The Cerro Prieto geothermal field on the Colorado River delta in NW México, seen here in 1998, is a large producing geothermal field. This view shows the Unit 1 power plant. Exploration drilling began in 1959 and by the mid-1980s more than 100 wells had been drilled to depths as great as 3.5 km. Despite few surface volcanic features, the hydrothermal system covers an area of more than 100 km2.

Photo by Pat Dobson, 1998 (Lawrence Berkeley National Laboratory).
The Cerro Prieto lava dome is seen here beyond an evaporation pond of the Cerro Prieto geothermal field at the head of the Gulf of California, 35 km south of the city of Mexicali. The first geothermal power plants began operation at Cerro Prieto in 1973; nine power plants and about 130 wells were in operation in 1997.
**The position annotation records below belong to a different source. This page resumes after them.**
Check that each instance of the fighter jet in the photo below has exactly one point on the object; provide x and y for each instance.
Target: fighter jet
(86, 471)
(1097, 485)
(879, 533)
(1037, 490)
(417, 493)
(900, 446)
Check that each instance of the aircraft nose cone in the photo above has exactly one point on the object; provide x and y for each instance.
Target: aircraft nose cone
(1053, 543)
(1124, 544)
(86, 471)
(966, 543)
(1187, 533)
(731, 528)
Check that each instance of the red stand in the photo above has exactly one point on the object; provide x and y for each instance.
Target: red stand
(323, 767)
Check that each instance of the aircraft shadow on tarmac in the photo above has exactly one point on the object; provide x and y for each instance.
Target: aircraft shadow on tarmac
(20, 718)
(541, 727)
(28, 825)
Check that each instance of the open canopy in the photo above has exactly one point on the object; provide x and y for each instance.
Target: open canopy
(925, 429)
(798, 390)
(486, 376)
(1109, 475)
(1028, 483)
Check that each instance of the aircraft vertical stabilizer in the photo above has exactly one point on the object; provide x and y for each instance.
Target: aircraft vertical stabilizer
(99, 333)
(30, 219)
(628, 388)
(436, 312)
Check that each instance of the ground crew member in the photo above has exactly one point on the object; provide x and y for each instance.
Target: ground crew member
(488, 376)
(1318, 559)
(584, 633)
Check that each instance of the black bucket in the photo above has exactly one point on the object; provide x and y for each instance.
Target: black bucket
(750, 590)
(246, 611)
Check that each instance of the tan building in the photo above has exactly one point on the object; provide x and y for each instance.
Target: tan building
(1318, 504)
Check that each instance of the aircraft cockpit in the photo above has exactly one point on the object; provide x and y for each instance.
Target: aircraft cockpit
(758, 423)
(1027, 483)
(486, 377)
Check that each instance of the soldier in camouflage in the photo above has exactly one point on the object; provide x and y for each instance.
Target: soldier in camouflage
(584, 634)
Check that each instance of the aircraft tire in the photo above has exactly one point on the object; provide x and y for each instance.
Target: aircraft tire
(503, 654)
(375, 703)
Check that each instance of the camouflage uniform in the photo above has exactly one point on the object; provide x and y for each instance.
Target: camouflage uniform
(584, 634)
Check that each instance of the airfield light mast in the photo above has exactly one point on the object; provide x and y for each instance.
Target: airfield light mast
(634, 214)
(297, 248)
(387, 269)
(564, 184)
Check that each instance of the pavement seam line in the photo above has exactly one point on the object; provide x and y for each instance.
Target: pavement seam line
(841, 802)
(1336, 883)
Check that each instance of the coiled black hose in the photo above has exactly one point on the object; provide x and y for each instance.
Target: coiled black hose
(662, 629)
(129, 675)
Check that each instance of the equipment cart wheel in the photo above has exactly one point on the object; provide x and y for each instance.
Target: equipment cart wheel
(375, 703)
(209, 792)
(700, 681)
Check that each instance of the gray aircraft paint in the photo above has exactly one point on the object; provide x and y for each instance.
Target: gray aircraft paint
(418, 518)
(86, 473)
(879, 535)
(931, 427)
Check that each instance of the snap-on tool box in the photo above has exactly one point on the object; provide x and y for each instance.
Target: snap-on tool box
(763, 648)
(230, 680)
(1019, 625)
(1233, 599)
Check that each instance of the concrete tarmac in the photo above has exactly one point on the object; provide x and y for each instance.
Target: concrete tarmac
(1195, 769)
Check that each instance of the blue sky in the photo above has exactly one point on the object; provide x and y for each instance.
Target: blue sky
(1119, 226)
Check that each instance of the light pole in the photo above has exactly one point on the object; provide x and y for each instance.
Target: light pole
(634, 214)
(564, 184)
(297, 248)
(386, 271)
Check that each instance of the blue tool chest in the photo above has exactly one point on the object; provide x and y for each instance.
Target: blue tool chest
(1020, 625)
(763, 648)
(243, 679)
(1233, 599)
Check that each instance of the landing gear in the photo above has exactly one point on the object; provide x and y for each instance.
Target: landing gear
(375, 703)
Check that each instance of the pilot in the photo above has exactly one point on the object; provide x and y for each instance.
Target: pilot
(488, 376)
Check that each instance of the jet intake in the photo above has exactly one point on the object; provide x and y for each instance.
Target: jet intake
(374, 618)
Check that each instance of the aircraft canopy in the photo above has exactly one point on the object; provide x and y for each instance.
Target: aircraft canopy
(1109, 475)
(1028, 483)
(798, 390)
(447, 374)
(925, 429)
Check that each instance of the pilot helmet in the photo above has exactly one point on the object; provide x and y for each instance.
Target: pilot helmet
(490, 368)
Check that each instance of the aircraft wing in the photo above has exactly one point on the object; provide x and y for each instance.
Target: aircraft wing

Photo by Pat Dobson, 1998 (Lawrence Berkeley National Laboratory).
Cerro Prieto is a compound rhyodacite lava dome and is the only volcanic feature of the major Cerro Prieto geothermal field. It is the northernmost volcanic field in México and rises above the arid floor of the Imperial valley at the head of the Gulf of California, 35 km south of the city of Mexicali. The dome was constructed along a NE-trending fracture and a 200-m-wide crater is located at the summit of the NE-most dome.

Photo by Marshall Reed, 1959 (U.S. Department of Energy).
The Cerro Prieto compound rhyodacite lava dome is the only volcanic feature of the Cerro Prieto geothermal field. A 200-m-wide crater is located at the summit of the NE-most dome. The dome probably formed during at least five eruptive stages between about 100,000 and 10,000 years ago, with both magmatic and phreatic activity. Explorers in the mid-1500s reported steam and sulfuric gases.

Photo by Brian Hausback, 1995 (California State University, Sacramento).
Smithsonian Sample Collections Database

There are no samples for Cerro Prieto in the Smithsonian's NMNH Department of Mineral Sciences Rock and Ore collection.